An analog clock can serve as a visual reference for twelfths. At 1 o'clock the hands mark off 1/12 of a circle at 2 o'clock the hands mark off 2/12 of a circle and so on. How many twelfths are in each of these fractions of a circle?
1/2, 1/4, 1/3, 1/6
You need to convert all the denominators into 12:
1/2 = 6/12
1/4 = 3/12
1/3 = 4/12
1/6 = 2/12
Thank you
You're welcome!
To determine how many twelfths are in each of these fractions of a circle, we need to understand the relationship between the fraction and the number of twelfths.

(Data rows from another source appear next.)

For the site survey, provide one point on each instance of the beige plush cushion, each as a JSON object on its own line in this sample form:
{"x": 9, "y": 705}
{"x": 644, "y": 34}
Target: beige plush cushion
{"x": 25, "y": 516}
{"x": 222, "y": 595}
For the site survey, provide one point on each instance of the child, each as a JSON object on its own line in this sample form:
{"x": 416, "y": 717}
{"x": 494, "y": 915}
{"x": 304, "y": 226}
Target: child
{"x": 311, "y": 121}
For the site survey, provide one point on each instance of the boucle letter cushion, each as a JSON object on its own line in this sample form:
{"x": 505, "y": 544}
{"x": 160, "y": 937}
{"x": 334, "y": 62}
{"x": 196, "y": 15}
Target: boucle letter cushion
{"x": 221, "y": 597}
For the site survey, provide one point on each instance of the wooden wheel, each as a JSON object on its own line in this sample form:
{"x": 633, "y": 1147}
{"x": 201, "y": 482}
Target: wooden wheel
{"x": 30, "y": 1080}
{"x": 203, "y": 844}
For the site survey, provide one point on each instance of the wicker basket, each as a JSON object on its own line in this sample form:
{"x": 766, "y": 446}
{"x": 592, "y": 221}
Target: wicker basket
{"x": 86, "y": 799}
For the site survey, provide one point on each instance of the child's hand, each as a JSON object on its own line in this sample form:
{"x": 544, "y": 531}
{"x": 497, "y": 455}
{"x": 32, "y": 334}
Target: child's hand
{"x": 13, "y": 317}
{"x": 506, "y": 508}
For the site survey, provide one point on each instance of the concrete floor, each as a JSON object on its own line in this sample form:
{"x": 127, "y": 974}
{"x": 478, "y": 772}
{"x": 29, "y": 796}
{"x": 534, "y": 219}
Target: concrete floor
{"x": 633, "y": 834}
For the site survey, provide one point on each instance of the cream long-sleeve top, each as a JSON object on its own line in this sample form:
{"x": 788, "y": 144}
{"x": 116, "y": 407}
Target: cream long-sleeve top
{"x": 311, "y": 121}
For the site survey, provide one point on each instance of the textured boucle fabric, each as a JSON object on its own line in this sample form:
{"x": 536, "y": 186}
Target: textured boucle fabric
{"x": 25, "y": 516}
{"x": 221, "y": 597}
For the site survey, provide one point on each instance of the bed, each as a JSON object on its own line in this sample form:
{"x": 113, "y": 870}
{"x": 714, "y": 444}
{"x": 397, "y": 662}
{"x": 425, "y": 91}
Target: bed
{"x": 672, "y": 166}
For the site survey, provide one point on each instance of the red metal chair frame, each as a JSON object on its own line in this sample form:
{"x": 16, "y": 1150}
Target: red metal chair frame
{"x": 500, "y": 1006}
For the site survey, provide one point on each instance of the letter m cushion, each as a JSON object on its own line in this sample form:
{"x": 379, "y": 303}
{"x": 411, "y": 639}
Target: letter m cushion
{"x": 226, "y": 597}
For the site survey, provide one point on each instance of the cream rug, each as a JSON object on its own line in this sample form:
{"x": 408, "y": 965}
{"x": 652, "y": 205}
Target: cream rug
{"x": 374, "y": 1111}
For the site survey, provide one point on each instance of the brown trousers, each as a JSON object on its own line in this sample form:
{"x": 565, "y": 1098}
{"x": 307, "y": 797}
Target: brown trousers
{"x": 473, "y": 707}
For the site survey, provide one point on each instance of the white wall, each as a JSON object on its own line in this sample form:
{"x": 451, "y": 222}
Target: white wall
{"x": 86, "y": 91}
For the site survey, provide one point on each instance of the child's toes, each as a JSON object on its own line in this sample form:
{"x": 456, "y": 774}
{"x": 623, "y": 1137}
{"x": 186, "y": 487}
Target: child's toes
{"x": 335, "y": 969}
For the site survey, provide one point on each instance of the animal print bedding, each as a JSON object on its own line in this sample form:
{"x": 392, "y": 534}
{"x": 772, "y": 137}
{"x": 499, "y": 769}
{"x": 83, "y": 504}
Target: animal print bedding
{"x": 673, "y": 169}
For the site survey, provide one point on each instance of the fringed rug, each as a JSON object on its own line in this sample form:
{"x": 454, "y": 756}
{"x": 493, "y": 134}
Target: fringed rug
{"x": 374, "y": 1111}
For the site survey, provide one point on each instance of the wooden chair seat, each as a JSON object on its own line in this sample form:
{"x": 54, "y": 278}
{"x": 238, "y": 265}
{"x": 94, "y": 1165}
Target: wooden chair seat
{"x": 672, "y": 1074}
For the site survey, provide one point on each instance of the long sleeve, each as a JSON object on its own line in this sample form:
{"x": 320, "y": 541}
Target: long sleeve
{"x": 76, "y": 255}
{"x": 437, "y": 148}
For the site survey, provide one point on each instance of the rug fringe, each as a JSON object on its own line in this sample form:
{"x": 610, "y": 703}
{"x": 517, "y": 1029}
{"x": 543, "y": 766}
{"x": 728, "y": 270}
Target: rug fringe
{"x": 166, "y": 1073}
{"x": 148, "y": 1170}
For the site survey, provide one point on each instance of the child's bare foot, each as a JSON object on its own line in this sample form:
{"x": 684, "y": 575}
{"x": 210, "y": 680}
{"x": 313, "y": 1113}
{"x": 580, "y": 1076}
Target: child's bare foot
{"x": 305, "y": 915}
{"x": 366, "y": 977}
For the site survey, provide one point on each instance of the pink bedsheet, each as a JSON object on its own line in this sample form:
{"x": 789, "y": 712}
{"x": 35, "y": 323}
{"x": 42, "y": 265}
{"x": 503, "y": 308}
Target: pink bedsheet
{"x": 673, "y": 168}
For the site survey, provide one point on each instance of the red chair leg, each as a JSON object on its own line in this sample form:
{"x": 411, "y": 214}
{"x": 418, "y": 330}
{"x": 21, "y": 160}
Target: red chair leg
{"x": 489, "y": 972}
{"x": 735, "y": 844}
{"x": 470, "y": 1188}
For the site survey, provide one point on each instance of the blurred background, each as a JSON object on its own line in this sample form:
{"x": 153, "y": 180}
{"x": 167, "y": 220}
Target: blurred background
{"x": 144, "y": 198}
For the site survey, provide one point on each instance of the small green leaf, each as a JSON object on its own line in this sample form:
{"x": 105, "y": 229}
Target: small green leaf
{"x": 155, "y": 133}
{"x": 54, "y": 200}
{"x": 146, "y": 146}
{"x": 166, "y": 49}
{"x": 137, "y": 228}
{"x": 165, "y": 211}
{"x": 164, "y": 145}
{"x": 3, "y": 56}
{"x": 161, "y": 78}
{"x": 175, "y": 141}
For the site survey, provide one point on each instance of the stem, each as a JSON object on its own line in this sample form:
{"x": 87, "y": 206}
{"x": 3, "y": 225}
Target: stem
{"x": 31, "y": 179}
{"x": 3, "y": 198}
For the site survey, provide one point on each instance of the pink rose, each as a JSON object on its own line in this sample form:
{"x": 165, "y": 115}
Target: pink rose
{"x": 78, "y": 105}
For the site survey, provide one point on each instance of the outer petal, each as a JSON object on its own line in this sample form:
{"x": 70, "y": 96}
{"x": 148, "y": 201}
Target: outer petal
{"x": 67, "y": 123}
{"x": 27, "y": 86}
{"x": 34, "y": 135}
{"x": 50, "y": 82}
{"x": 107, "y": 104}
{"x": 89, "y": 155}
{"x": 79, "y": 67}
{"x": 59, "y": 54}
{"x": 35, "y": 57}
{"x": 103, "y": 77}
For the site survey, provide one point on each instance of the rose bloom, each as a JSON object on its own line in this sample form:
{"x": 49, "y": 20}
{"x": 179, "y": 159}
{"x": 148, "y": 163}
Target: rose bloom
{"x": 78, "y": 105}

The fraction 1/2 represents one out of two equal parts. Since we are considering twelfths, we need to convert the fraction to twelfths. To do this, we multiply the numerator and denominator by 6 (the least common multiple of 2 and 12):
1/2 * 6/6 = 6/12
Therefore, there are 6 twelfths in the fraction 1/2.
Similarly, for the fraction 1/4, we multiply the numerator and denominator by 3 (the least common multiple of 4 and 12):
1/4 * 3/3 = 3/12
So, there are 3 twelfths in the fraction 1/4.
For the fraction 1/3, we multiply the numerator and denominator by 4 (the least common multiple of 3 and 12):
1/3 * 4/4 = 4/12
Therefore, there are 4 twelfths in the fraction 1/3.
Finally, for the fraction 1/6, we multiply the numerator and denominator by 2 (the least common multiple of 6 and 12):
1/6 * 2/2 = 2/12
So, there are 2 twelfths in the fraction 1/6.
In summary:
- 1/2 is equivalent to 6/12, so there are 6 twelfths.
- 1/4 is equivalent to 3/12, so there are 3 twelfths.
- 1/3 is equivalent to 4/12, so there are 4 twelfths.
- 1/6 is equivalent to 2/12, so there are 2 twelfths.